Верно, государство платило 50 рублей за каждую возвращенную из Петербурга барку и 30 за полубарку. Но желающих вести суда против течения не было.

— Сами-то откуда? — спросил Иван Петрович купца.

— Кострому на Волге знаете?

— Как не знать? Сам с Нижнего Новгорода.

— Земляки, стало быть. Миловановых слышали?

— Не доводилось. А вот если тягу какую найдем для поднятия судов встречь воде, возьметесь провожать их?

— Если не в убыток, отчего же! Только какую тягу-то? Лошадками, к примеру, не пойдет. Пытались, было дело.

— Нет, не лошадками. Где вас сыскать на следующий год?

— Вестимо, на бирже. Милованова кто не знает. Степаном Гордеевичем прозываюсь.
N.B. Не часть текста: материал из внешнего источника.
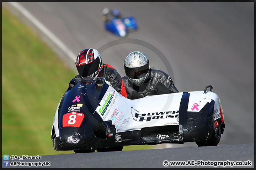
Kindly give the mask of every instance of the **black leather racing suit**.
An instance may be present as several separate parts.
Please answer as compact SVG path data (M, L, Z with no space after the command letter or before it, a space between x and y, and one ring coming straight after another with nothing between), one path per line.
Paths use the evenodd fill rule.
M126 90L127 98L129 99L178 92L170 76L160 70L150 68L147 79L139 86L134 85L126 76L122 78Z
M117 71L111 66L103 64L103 68L101 71L98 77L103 77L106 81L108 81L117 92L123 96L126 97L126 91L124 84L123 81L121 76ZM83 79L82 77L80 74L76 75L70 80L69 86L71 87Z

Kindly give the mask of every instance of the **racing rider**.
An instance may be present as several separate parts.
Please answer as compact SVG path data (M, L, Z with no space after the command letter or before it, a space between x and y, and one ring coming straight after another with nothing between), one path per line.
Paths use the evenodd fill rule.
M103 77L116 90L126 97L124 82L117 71L111 66L102 63L97 50L86 49L80 52L75 62L79 74L70 80L69 88L72 88L83 78Z
M126 76L122 78L128 98L178 92L168 74L149 68L149 61L144 53L131 52L125 59L124 65Z

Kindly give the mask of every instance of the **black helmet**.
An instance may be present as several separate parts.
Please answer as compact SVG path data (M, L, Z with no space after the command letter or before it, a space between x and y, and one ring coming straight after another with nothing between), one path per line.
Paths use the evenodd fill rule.
M100 53L93 49L85 49L80 52L75 63L78 73L83 77L97 77L103 67Z

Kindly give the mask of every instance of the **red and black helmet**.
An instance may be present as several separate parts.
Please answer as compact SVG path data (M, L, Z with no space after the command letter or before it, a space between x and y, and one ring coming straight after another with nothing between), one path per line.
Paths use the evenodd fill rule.
M102 69L103 63L97 51L86 49L78 56L76 66L78 73L82 77L96 77Z

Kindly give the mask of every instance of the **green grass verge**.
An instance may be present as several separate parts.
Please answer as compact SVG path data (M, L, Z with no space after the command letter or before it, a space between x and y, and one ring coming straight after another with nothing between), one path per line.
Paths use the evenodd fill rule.
M31 29L2 10L2 155L74 153L54 150L50 130L58 103L76 73Z

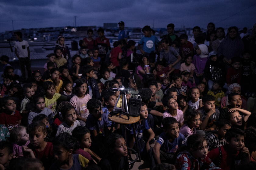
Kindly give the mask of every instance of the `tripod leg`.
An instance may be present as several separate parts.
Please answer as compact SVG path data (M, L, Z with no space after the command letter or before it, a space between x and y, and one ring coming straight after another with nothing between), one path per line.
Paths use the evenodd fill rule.
M135 131L135 126L134 125L134 124L132 124L132 125L133 126L133 136L134 136L134 138L135 139L135 142L136 143L136 146L138 150L137 151L138 152L138 154L139 155L139 162L141 162L141 158L140 158L140 149L139 148L139 143L138 143L138 139L137 138L137 136L136 135L136 132Z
— Вот и ладно. Даст бог — уведем суда.

По Шлиссельбургской дороге, за рекой Славянкой, Иван Петрович арендовал участок для постройки машинных судов. Место было удобное — на берегу Невы. К самой изгороди подходил сосновый бор. И хотя на земле был построен всего лишь сарай для инструмента, домашние прозвали его дачей. На «даче» и начал Кулибин свои опыты по созданию машинных самоходов. Передвижение судов подачами уже практиковалось на Волге. Суть его была вот в чем: впереди судна против течения на лодке завозили якорь. Канат от него выбирался на судне воротом, который в действие приводили быки, идущие по кругу. Обычно пользовались двумя якорями. Пока на судне выбирали один, второй завозили дальше. С такими подачами судно могло продвигаться без бурлаков против течения. Для передвижения барок на Неве надумал Иван Петрович установить вдоль берега станции, то есть вбивать на равном расстоянии друг от друга сваи, или, как их называли, «мертвяки». За них чалили канат, который выбирался на судне. Там, где берег был неудобен для «станций», можно было использовать завозни. На порогах же вдоль реки предполагалось протянуть канаты, и судно пойдет перехватами. Перед изобретателем встал главный вопрос: с помощью какой силы приводить в действие барабаны, на которые накручивались бы выбираемые канаты? И вот здесь Иван Петрович решил: на судне должны быть мельничные колеса, которые будут вращаться водой и наматывать канаты.